I've noticed a pattern in these articles. Almost without exception, the cork is given up as dead before the first paragraph is over. Alternate closure is on the rise; it's de rigueur in Australia and New Zealand already; there are sightings among the finest winemakers of other countries. The conclusion: resistance is futile.
The articles usually refer to a raging debate worldwide on the subject, but there is precious little debate in the pieces. If you don't side with the screwcap lot, you're thought a backward dope. Advocates point to the amount of wine lost every year from oxidation due to corks. A recent article in the Sun emphasized this point. Cork partisans are intended to lay down their arms in the face of these sobering statistics, and protest no more. And, indeed, it is a strong argument.
But, before I explain why I am still for the survival of the cork, let's get one thing straight. The backing of alternative closure has nothing to do with modernity or progress or the saving of precious vino. It has to do with money. Every sommelier, every distributor, every importer, every winemaker I've talked to about corks vs. screwcaps has told me point blank why they prefer (if they do prefer) the latter: screwcaps will cause them to make more money.
So, why should anyone stick with unstable corks? Two reasons, by my sights. And they're damn good ones. One is political, the other aesthetic. First the political. I remember taking a course at the International Wine Center when I was a naive little wine lover, when the instructor brought up the subject of corks. He was all for screwcaps to cover the earth as quickly as possible. (I think part of the reason for this knee-jerk support of screwcaps is that wine people, aware of their reputation as fusty traditionalists, want to appear hip and forward-looking. In other words: corks are square.) I raised my hand and asked whether a move to screwcaps wouldn't put hundreds upon hundreds of laborers in Portugal—where the cork biz has long been centered—out of work. The instructor screwed up his face. "Well, that's no argument for being against screwcaps."
I've wondered ever since: why the hell not? Does the welfare of countless families, largely poor, have no place in this discussion? And how is the idea of rich winemakers and restauranteurs saving money more important that entire families, many of whom have harvested cork for generations, losing their entire livelihood? The attitude seems callous and ruthlessly capitalist in the extreme.
Then there is aesthetics. And, say what you will, aesthetic concerns are an important part of wine. We care about the appearance of the wine, and rendering of the label, the shape of the bottle, the cut of the glass it's poured into, the way the wine is presented when brought to the table. Every aspect of making and drinking wine is done with a little bit of art.

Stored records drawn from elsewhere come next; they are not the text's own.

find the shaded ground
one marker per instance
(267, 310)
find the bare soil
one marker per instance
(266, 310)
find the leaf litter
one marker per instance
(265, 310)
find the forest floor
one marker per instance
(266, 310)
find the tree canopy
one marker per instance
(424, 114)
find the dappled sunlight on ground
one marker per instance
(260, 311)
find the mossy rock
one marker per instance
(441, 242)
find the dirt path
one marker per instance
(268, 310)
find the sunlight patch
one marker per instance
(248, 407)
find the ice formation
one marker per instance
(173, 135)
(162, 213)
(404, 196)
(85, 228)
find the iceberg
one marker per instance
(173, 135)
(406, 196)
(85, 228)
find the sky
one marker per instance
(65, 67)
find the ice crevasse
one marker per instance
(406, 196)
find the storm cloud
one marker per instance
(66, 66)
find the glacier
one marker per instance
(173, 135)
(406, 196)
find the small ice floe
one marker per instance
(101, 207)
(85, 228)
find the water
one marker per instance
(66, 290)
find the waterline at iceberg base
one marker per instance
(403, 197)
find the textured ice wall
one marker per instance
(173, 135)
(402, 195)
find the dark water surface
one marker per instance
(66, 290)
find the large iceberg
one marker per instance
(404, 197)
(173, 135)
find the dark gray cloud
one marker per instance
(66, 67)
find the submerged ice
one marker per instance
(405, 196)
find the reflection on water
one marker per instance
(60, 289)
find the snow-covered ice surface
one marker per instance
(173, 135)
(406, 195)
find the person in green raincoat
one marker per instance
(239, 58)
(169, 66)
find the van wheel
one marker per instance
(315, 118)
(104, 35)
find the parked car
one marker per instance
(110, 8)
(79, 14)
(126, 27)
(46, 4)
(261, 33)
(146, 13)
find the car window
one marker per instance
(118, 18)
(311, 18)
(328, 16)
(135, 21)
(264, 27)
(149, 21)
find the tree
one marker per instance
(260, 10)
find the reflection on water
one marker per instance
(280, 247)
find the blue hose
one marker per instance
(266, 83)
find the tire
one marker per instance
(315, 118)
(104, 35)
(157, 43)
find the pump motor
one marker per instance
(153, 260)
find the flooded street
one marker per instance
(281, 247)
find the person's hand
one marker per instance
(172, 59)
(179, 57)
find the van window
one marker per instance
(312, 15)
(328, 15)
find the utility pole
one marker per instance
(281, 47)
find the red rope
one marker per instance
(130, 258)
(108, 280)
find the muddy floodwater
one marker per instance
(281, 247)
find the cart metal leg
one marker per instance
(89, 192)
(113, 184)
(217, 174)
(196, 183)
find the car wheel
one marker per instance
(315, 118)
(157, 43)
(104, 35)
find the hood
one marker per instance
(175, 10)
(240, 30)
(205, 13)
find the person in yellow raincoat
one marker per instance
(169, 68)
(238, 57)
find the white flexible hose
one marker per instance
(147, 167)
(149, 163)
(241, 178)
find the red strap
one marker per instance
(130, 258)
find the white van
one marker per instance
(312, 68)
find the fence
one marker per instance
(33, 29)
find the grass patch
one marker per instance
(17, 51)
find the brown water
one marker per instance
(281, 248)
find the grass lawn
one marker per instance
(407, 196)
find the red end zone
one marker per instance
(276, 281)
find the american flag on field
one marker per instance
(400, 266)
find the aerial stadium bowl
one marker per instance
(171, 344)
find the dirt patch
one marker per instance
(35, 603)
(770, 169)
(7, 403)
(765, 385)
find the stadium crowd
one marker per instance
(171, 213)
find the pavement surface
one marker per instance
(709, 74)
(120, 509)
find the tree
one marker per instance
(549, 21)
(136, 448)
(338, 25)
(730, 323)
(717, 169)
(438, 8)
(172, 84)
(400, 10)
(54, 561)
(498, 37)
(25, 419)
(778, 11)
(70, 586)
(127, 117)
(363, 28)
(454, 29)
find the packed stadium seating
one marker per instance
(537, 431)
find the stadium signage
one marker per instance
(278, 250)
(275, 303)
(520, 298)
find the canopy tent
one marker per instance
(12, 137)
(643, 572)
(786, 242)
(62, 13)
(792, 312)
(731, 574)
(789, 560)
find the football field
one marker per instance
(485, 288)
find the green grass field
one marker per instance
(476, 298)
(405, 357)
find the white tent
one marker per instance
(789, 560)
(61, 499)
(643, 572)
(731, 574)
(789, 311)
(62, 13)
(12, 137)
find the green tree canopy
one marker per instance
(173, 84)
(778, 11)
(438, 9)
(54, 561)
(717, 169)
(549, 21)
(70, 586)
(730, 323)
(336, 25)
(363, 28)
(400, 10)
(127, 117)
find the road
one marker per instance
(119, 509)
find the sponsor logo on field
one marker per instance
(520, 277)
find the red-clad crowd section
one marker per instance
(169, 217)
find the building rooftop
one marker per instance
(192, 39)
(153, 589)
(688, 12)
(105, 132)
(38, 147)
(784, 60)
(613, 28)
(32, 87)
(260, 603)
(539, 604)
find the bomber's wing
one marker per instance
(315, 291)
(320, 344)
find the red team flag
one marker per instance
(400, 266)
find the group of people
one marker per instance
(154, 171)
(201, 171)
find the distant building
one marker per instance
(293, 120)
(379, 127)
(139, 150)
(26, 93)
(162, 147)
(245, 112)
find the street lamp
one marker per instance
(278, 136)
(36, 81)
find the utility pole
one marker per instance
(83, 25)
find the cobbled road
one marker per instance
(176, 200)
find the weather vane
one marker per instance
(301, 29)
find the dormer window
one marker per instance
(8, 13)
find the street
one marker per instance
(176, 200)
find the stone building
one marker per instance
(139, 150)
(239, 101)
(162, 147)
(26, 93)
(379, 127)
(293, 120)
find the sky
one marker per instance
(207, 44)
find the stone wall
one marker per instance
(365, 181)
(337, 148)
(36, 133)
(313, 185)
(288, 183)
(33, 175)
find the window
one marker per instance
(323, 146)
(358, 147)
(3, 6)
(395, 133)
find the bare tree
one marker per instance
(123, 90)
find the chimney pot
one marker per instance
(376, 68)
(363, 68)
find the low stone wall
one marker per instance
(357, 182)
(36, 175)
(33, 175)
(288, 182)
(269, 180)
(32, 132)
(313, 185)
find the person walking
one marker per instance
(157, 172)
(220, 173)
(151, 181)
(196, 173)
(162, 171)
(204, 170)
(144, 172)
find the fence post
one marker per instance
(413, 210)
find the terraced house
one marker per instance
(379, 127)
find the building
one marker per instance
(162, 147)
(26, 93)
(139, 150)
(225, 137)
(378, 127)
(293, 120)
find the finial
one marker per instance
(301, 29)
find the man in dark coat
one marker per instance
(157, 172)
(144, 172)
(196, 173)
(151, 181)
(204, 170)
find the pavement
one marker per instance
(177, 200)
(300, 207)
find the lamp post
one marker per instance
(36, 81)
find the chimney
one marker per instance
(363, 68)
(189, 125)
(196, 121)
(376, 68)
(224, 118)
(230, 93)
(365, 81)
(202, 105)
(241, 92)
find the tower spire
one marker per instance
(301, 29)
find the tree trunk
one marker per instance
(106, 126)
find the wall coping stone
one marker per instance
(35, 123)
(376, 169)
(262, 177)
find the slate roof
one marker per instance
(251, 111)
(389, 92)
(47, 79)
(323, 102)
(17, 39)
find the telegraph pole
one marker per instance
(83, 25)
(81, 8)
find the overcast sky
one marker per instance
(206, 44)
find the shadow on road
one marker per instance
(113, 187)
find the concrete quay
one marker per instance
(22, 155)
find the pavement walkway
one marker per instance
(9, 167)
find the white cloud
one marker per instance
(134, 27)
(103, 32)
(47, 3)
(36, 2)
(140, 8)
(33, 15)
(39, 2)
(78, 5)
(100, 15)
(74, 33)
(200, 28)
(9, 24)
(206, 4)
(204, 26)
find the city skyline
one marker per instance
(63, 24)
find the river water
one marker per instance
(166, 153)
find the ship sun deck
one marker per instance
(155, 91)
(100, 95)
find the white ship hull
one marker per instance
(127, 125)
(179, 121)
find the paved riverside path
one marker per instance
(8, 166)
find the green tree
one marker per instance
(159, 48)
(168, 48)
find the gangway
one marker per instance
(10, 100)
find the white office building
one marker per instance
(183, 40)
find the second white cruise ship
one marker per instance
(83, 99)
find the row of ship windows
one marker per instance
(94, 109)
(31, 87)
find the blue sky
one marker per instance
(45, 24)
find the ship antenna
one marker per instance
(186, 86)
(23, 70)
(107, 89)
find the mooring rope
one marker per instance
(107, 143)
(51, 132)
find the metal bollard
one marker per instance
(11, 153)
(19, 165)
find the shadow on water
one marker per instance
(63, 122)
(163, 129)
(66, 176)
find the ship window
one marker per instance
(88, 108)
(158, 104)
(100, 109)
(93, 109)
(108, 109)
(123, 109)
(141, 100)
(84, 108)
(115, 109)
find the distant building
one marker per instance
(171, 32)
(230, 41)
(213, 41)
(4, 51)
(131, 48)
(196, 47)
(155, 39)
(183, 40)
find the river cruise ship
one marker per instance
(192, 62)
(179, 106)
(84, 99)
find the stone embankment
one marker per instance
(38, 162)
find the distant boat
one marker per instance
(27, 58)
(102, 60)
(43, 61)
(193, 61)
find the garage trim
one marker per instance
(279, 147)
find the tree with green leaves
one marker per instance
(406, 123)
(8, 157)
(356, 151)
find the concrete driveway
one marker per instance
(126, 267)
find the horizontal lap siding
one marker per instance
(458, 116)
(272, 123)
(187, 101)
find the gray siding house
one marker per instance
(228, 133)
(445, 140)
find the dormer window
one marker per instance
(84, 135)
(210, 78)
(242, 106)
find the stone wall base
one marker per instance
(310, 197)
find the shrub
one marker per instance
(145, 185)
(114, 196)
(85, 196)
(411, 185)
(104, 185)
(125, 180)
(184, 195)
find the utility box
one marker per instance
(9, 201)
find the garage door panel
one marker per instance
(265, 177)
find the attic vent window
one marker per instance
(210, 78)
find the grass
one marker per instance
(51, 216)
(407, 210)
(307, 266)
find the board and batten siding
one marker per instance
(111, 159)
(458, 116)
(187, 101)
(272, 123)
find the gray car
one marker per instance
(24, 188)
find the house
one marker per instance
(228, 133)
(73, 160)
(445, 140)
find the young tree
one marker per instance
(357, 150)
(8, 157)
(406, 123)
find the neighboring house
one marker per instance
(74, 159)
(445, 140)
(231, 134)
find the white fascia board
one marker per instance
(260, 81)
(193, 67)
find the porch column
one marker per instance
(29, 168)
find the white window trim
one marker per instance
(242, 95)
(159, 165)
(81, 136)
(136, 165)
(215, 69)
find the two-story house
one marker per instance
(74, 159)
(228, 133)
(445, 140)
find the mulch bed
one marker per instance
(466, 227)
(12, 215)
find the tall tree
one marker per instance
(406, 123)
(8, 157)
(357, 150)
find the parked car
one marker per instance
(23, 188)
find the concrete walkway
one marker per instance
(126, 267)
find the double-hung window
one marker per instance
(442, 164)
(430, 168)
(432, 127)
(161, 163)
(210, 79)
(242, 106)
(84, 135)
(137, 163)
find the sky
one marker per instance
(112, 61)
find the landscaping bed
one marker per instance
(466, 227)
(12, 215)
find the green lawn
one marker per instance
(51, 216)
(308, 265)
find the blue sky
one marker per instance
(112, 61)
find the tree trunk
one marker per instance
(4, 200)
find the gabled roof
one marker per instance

Put simply, corks have poetry, while synthetic corks and screw caps are flatly prosaic. The latter are there to stop up the wine and nothing else. They offer nothing to engage the mind or eye. Look at a cork and you can imagine the labor and craftmanship that went into making it; look at the name and design printed on the sides and you understand the pride and care taken by the winemaker. Synthetic corks and screwcaps all look the same. The say nothing more than: I was manufactured by machines along with thousand others like me in an ugly factory that blights the surrounding neighborhood, where I employ dozens in mind-numbing jobs.
Humans, in the name of progress, tend to rush headlong toward the new, the utilitarian, the practical. They willfully strip their existences of all beauty and novelty in the name of getting along. Ornamentation is not strictly needed on a building; therefore, dispense with it. Concrete is easier to lay down than bluestone; go with the concrete. Jeans and a t-shirt are easier to don and wear than a suit and tie, so put that suit in mothballs. It all makes sense, and the world gets uglier and uglier.
As the years go by, there is less and less romance in the world. Why rob the world on one more bit of romance by so hastily consigning the cork to the ashheap?